The success of the TCOD system is inseparable from the stable support of its core component — the isothermal amplification ERA kit from Suzhou GenDx. Three key advantages of this reagent lay the foundation for the technological breakthrough:
It achieves sufficient target gene accumulation in just 20 minutes at 37℃, more efficient than traditional RPA (requiring over 30 minutes). This makes the 45-minute rapid detection feasible.
Through experiments, the team found that after removing the cleavage buffer inherent to AapCas12b, the ERA master mix can seamlessly coexist with CRISPR components in the same reaction system.
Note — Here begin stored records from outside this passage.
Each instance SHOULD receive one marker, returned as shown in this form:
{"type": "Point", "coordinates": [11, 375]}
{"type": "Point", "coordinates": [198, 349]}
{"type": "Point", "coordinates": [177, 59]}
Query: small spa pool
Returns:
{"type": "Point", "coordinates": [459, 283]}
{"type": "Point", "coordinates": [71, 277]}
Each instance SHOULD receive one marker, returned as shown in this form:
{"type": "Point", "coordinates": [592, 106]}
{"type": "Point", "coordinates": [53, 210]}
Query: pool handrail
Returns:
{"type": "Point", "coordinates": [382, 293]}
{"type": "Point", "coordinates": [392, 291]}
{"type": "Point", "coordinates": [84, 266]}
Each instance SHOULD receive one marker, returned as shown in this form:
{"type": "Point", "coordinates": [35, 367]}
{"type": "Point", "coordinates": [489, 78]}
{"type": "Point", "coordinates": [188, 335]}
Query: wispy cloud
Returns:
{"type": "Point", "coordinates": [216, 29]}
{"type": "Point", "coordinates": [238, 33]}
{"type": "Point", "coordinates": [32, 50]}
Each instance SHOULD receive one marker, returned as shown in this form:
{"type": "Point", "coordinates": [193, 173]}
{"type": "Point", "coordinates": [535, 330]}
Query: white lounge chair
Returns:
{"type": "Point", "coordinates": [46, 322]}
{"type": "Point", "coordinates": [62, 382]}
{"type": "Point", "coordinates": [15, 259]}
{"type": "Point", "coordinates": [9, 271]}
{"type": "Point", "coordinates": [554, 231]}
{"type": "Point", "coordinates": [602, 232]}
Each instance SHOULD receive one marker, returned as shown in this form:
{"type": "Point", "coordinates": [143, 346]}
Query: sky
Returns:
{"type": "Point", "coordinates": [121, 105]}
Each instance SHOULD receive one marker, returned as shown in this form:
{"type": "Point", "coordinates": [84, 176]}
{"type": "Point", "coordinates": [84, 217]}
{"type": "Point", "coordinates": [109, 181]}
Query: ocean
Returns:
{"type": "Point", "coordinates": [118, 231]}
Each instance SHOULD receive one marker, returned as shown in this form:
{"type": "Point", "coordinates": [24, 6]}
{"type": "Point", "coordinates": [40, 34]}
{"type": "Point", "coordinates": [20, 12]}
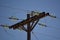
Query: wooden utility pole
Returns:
{"type": "Point", "coordinates": [28, 28]}
{"type": "Point", "coordinates": [34, 20]}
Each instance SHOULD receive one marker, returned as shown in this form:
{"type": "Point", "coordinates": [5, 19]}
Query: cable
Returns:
{"type": "Point", "coordinates": [14, 8]}
{"type": "Point", "coordinates": [35, 35]}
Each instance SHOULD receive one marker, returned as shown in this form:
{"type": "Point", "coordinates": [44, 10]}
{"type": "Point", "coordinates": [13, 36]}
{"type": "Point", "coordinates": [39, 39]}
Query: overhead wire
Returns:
{"type": "Point", "coordinates": [20, 9]}
{"type": "Point", "coordinates": [35, 35]}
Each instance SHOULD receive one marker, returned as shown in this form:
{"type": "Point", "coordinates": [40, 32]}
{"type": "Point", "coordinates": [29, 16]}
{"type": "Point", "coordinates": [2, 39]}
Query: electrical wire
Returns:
{"type": "Point", "coordinates": [20, 9]}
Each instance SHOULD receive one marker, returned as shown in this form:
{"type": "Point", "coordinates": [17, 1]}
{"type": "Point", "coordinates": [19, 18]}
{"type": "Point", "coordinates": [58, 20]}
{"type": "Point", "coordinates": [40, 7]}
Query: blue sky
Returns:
{"type": "Point", "coordinates": [19, 9]}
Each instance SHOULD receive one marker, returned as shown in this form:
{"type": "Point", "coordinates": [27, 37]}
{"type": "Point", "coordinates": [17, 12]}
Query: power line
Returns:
{"type": "Point", "coordinates": [35, 35]}
{"type": "Point", "coordinates": [20, 9]}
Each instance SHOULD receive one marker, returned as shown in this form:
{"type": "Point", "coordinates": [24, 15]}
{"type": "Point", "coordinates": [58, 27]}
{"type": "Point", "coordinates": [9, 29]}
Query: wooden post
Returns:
{"type": "Point", "coordinates": [28, 29]}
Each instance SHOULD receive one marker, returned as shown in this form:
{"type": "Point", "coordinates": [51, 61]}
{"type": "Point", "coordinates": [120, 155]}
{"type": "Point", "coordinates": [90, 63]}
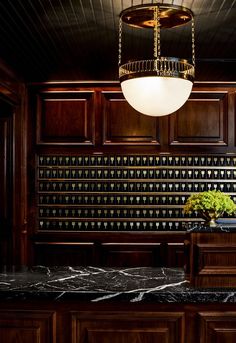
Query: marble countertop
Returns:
{"type": "Point", "coordinates": [96, 284]}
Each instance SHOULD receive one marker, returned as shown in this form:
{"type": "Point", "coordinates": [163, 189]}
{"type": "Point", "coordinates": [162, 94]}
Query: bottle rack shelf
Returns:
{"type": "Point", "coordinates": [125, 192]}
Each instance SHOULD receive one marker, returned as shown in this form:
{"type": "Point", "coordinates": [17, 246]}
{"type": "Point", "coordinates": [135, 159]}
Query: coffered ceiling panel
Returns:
{"type": "Point", "coordinates": [78, 39]}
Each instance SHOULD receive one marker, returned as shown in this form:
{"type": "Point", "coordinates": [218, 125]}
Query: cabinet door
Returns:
{"type": "Point", "coordinates": [128, 327]}
{"type": "Point", "coordinates": [27, 326]}
{"type": "Point", "coordinates": [202, 121]}
{"type": "Point", "coordinates": [218, 327]}
{"type": "Point", "coordinates": [66, 117]}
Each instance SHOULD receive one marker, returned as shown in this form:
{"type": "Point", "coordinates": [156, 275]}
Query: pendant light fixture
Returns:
{"type": "Point", "coordinates": [161, 85]}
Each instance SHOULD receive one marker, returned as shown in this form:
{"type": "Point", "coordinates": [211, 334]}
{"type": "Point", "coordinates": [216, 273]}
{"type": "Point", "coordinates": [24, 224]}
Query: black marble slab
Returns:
{"type": "Point", "coordinates": [95, 284]}
{"type": "Point", "coordinates": [220, 227]}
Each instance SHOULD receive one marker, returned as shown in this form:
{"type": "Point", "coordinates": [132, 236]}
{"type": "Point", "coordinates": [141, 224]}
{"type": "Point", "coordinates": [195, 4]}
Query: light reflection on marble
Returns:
{"type": "Point", "coordinates": [96, 284]}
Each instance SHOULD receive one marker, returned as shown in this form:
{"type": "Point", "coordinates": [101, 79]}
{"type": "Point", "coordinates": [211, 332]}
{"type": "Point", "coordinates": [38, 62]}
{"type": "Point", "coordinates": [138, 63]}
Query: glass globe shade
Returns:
{"type": "Point", "coordinates": [156, 95]}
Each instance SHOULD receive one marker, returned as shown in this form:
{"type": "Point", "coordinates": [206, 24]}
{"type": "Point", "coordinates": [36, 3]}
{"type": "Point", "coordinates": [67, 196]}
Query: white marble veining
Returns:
{"type": "Point", "coordinates": [96, 284]}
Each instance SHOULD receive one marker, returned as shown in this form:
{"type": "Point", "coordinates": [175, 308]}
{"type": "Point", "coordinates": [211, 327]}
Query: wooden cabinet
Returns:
{"type": "Point", "coordinates": [218, 327]}
{"type": "Point", "coordinates": [212, 259]}
{"type": "Point", "coordinates": [65, 117]}
{"type": "Point", "coordinates": [202, 120]}
{"type": "Point", "coordinates": [122, 125]}
{"type": "Point", "coordinates": [74, 321]}
{"type": "Point", "coordinates": [97, 115]}
{"type": "Point", "coordinates": [117, 327]}
{"type": "Point", "coordinates": [27, 326]}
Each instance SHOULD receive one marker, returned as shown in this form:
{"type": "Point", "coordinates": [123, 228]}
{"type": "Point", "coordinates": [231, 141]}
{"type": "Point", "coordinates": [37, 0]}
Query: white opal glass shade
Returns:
{"type": "Point", "coordinates": [156, 95]}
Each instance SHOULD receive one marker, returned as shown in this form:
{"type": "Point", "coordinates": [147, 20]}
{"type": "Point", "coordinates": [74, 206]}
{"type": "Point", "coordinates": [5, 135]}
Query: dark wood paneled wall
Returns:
{"type": "Point", "coordinates": [79, 118]}
{"type": "Point", "coordinates": [13, 201]}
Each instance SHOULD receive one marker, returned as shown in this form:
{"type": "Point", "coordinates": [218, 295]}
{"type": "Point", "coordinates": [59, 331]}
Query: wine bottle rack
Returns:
{"type": "Point", "coordinates": [130, 193]}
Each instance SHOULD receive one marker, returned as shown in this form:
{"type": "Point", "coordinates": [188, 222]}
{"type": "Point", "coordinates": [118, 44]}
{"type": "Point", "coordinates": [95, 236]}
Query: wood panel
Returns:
{"type": "Point", "coordinates": [212, 259]}
{"type": "Point", "coordinates": [127, 327]}
{"type": "Point", "coordinates": [131, 254]}
{"type": "Point", "coordinates": [27, 326]}
{"type": "Point", "coordinates": [201, 121]}
{"type": "Point", "coordinates": [66, 117]}
{"type": "Point", "coordinates": [123, 125]}
{"type": "Point", "coordinates": [175, 256]}
{"type": "Point", "coordinates": [218, 327]}
{"type": "Point", "coordinates": [64, 253]}
{"type": "Point", "coordinates": [6, 183]}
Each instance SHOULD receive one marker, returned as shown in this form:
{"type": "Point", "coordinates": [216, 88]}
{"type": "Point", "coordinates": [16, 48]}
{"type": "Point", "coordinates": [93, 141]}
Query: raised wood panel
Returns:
{"type": "Point", "coordinates": [217, 259]}
{"type": "Point", "coordinates": [128, 327]}
{"type": "Point", "coordinates": [217, 327]}
{"type": "Point", "coordinates": [175, 255]}
{"type": "Point", "coordinates": [66, 118]}
{"type": "Point", "coordinates": [125, 126]}
{"type": "Point", "coordinates": [64, 253]}
{"type": "Point", "coordinates": [131, 254]}
{"type": "Point", "coordinates": [203, 120]}
{"type": "Point", "coordinates": [212, 259]}
{"type": "Point", "coordinates": [27, 326]}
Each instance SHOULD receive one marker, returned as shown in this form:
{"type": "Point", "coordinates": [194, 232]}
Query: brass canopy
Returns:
{"type": "Point", "coordinates": [143, 15]}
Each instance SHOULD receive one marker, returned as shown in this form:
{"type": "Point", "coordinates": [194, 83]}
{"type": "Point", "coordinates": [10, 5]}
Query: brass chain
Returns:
{"type": "Point", "coordinates": [157, 33]}
{"type": "Point", "coordinates": [193, 42]}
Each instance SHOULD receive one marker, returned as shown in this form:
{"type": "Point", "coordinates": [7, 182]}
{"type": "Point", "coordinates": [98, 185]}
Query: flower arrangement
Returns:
{"type": "Point", "coordinates": [210, 205]}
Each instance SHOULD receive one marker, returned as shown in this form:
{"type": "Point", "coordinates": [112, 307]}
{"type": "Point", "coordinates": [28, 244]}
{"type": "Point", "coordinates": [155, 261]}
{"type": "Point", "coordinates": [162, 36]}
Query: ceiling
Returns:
{"type": "Point", "coordinates": [46, 40]}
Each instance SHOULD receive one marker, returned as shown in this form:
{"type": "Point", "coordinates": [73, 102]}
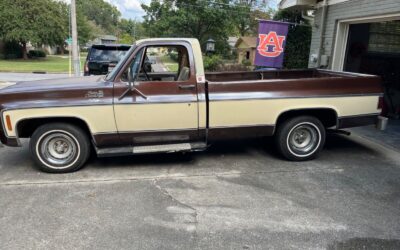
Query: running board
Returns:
{"type": "Point", "coordinates": [165, 148]}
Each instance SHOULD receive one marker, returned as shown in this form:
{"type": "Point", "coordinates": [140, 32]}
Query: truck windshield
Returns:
{"type": "Point", "coordinates": [121, 62]}
{"type": "Point", "coordinates": [107, 53]}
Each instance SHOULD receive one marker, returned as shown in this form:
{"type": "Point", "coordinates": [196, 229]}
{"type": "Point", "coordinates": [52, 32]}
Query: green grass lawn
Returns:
{"type": "Point", "coordinates": [50, 64]}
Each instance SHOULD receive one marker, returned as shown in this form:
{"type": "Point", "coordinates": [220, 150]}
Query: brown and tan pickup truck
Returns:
{"type": "Point", "coordinates": [158, 99]}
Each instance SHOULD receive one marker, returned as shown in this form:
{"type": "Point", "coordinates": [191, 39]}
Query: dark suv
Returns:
{"type": "Point", "coordinates": [103, 58]}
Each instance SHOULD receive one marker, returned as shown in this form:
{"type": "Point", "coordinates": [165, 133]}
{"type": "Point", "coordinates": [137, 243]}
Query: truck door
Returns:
{"type": "Point", "coordinates": [162, 106]}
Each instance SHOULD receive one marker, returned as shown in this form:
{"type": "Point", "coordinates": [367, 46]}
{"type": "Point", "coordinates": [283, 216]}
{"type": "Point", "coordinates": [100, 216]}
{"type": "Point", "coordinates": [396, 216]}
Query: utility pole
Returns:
{"type": "Point", "coordinates": [75, 51]}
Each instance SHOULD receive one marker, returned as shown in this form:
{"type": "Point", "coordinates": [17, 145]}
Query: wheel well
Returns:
{"type": "Point", "coordinates": [25, 128]}
{"type": "Point", "coordinates": [327, 116]}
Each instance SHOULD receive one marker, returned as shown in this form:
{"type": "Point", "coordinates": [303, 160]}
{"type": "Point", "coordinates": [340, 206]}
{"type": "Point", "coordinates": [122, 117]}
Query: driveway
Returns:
{"type": "Point", "coordinates": [237, 195]}
{"type": "Point", "coordinates": [15, 77]}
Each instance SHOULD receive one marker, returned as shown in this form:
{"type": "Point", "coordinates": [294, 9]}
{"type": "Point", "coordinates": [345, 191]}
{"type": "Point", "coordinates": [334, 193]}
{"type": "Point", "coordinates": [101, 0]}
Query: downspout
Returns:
{"type": "Point", "coordinates": [322, 33]}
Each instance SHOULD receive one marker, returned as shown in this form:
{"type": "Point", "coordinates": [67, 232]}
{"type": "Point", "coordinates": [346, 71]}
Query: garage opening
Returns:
{"type": "Point", "coordinates": [374, 48]}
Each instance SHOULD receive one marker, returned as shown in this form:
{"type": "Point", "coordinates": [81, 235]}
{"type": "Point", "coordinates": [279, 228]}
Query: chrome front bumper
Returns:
{"type": "Point", "coordinates": [381, 123]}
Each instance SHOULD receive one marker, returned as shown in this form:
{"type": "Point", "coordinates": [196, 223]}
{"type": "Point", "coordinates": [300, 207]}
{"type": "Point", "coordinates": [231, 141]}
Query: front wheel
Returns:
{"type": "Point", "coordinates": [59, 147]}
{"type": "Point", "coordinates": [300, 138]}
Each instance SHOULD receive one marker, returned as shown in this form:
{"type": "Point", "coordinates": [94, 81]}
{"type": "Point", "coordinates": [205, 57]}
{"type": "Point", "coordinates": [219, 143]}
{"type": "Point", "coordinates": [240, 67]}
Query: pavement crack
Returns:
{"type": "Point", "coordinates": [192, 225]}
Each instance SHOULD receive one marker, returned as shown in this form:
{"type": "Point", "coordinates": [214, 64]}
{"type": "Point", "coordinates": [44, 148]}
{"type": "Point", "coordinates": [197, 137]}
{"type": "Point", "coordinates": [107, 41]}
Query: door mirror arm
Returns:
{"type": "Point", "coordinates": [131, 87]}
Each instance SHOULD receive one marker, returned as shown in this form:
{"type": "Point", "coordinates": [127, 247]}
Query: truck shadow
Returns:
{"type": "Point", "coordinates": [336, 145]}
{"type": "Point", "coordinates": [365, 243]}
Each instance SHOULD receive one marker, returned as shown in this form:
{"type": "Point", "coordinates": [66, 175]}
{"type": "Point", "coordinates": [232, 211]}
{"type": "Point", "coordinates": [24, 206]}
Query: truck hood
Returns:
{"type": "Point", "coordinates": [53, 84]}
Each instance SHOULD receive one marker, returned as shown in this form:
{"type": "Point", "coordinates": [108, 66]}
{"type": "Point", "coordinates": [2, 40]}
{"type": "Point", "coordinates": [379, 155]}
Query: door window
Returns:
{"type": "Point", "coordinates": [161, 63]}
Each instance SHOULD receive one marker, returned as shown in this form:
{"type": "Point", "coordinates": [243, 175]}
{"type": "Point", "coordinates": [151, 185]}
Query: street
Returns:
{"type": "Point", "coordinates": [237, 195]}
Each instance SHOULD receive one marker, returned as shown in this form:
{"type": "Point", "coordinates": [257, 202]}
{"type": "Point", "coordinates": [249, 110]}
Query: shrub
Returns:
{"type": "Point", "coordinates": [298, 40]}
{"type": "Point", "coordinates": [211, 63]}
{"type": "Point", "coordinates": [246, 62]}
{"type": "Point", "coordinates": [232, 67]}
{"type": "Point", "coordinates": [36, 54]}
{"type": "Point", "coordinates": [12, 50]}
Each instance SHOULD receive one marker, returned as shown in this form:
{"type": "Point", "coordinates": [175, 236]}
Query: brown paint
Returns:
{"type": "Point", "coordinates": [145, 138]}
{"type": "Point", "coordinates": [220, 86]}
{"type": "Point", "coordinates": [240, 132]}
{"type": "Point", "coordinates": [356, 121]}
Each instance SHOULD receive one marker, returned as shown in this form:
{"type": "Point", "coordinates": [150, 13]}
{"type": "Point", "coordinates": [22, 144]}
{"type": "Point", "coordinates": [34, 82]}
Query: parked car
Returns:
{"type": "Point", "coordinates": [172, 105]}
{"type": "Point", "coordinates": [101, 59]}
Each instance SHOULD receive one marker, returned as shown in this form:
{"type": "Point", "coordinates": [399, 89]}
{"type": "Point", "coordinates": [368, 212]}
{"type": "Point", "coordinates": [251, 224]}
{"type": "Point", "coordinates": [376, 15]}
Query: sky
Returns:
{"type": "Point", "coordinates": [131, 9]}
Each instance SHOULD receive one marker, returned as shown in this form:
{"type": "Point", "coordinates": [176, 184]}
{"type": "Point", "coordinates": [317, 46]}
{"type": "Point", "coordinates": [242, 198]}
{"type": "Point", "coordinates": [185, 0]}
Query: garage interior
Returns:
{"type": "Point", "coordinates": [374, 48]}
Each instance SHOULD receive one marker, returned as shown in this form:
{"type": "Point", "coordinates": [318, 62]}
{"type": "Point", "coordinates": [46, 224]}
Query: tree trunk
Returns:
{"type": "Point", "coordinates": [24, 51]}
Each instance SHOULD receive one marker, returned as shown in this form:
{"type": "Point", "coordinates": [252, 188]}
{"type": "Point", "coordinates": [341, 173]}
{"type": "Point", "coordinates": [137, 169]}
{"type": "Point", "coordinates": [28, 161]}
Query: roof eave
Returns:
{"type": "Point", "coordinates": [297, 4]}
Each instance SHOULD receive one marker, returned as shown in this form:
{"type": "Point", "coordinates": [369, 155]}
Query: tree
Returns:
{"type": "Point", "coordinates": [298, 39]}
{"type": "Point", "coordinates": [38, 22]}
{"type": "Point", "coordinates": [247, 14]}
{"type": "Point", "coordinates": [202, 19]}
{"type": "Point", "coordinates": [132, 28]}
{"type": "Point", "coordinates": [86, 29]}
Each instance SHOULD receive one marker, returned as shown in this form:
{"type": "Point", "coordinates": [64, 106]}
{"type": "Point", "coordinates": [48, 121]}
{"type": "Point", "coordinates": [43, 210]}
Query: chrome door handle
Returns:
{"type": "Point", "coordinates": [185, 86]}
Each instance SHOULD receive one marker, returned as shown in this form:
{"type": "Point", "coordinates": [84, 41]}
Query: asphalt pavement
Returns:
{"type": "Point", "coordinates": [236, 195]}
{"type": "Point", "coordinates": [15, 77]}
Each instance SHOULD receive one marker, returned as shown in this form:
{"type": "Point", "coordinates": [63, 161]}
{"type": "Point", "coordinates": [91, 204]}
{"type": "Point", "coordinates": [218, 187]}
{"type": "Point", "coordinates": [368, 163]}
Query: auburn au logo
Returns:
{"type": "Point", "coordinates": [270, 45]}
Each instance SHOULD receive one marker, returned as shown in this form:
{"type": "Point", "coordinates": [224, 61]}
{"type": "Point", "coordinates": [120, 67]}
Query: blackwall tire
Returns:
{"type": "Point", "coordinates": [59, 148]}
{"type": "Point", "coordinates": [300, 138]}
No stepwise sample addition is needed, fundamentally reducing the risk of contamination.
The pre-mixed RNP complex retains over 70% of its activity within 2 weeks after lyophilization treatment. It facilitates long-distance transportation and storage in primary settings, solving the "preservation challenge" of point-of-care testing reagents.
Compared with traditional detection methods, the TCOD system, with advantages including "no need for complex instruments, 45-minute results, single-copy sensitivity, and visual interpretation", is expected to become a "powerful tool" for the early diagnosis and epidemiological surveillance of SFTSV. It is particularly suitable for primary settings such as CDCs and community hospitals. Meanwhile, the stable performance of Suzhou GenDx’s ERA reagent provides a reliable guarantee for the industrialization and promotion of this technology.